L’assurda disparità giuridica tra AMP e parchi nazionali terrestri

“Un Parco Nazionale a terra ha un proprio Ente autonomo di gestione, ben identificato, ed il cui funzionamento è attentamente codificato dalla legge quadro sulle aree protette. Un Parco Nazionale marino, cioè un’Area Marina Protetta, invece, tale chiarezza ancora manca”. Così Fabio Vallarola di MedPAN. Questa è la denuncia e la riflessione di partenza. Si richiede quindi di parificare la situazione delle aree protette marine con quelle terrestri. Parchi terrestri e parchi marini devono potersi avvalere di una stessa regolamentazione. Dall’assenza di leggi adeguatamente uniformate, derivano una serie di problematiche che colpiscono le aree protette marine, diversamente da quanto avviene con i parchi nazionali a terra. Le AMP sono state oggetto, ad esempio, di una politica di forte riduzione di finanziamenti pubblici, secondo l’ottica generale di riduzione della spesa pubblica di questi ultimi anni.
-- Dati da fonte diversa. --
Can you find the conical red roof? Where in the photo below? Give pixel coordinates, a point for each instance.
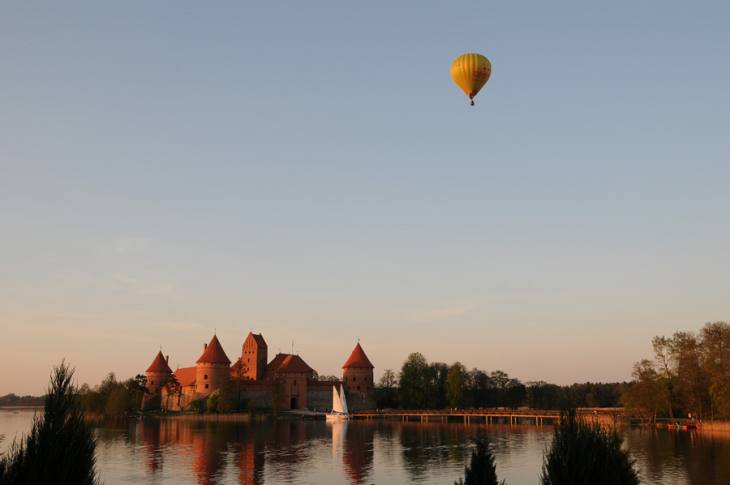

Ma se provvedimenti del genere sono adeguati per i grandi e ben noti carrozzoni di stato, assai diversa è la situazione di piccole realtà come una AMP, che invece necessita di un approccio mirato, di precisione, nel distribuire fondi e a maggior ragione nel rimuoverli. Più il settore di intervento è delicato e altamente specifico, più i tagli lineari diventano grossolana e dannosa macelleria.

L’altro aspetto, rovescio della medaglia del precedente, è la martellante azione di controllo della regolarità della spesa. L’Italia negligente riduce i fondi e obera oltremodo lo scarso personale di queste strutture in una “logorante richiesta, sia da parte dello stesso governo centrale che dalle proprie agenzie e Ministeri, di forme di verifica continua e sul controllo della spesa, degli equilibri, della trasparenza, tracciabilità, anticorruzione, etc.. Tutti adempimenti importanti che, però, sovraccaricano amministrativamente il poco personale che a fatica si è riusciti ad organizzare nonostante le restrizioni” aggiunge ancora Vallarola.

Una situazione che tra l’altro disattende gravemente le indicazione che provengono dalla UE. Impossibile non chiedersi come sia possibile che un’area marina protetta sia considerata figlia di un dio minore rispetto a un parco nazionale terrestre, che invece gode di un’autonomia gestionale e finanziaria che lo protegge da tutte queste insidie.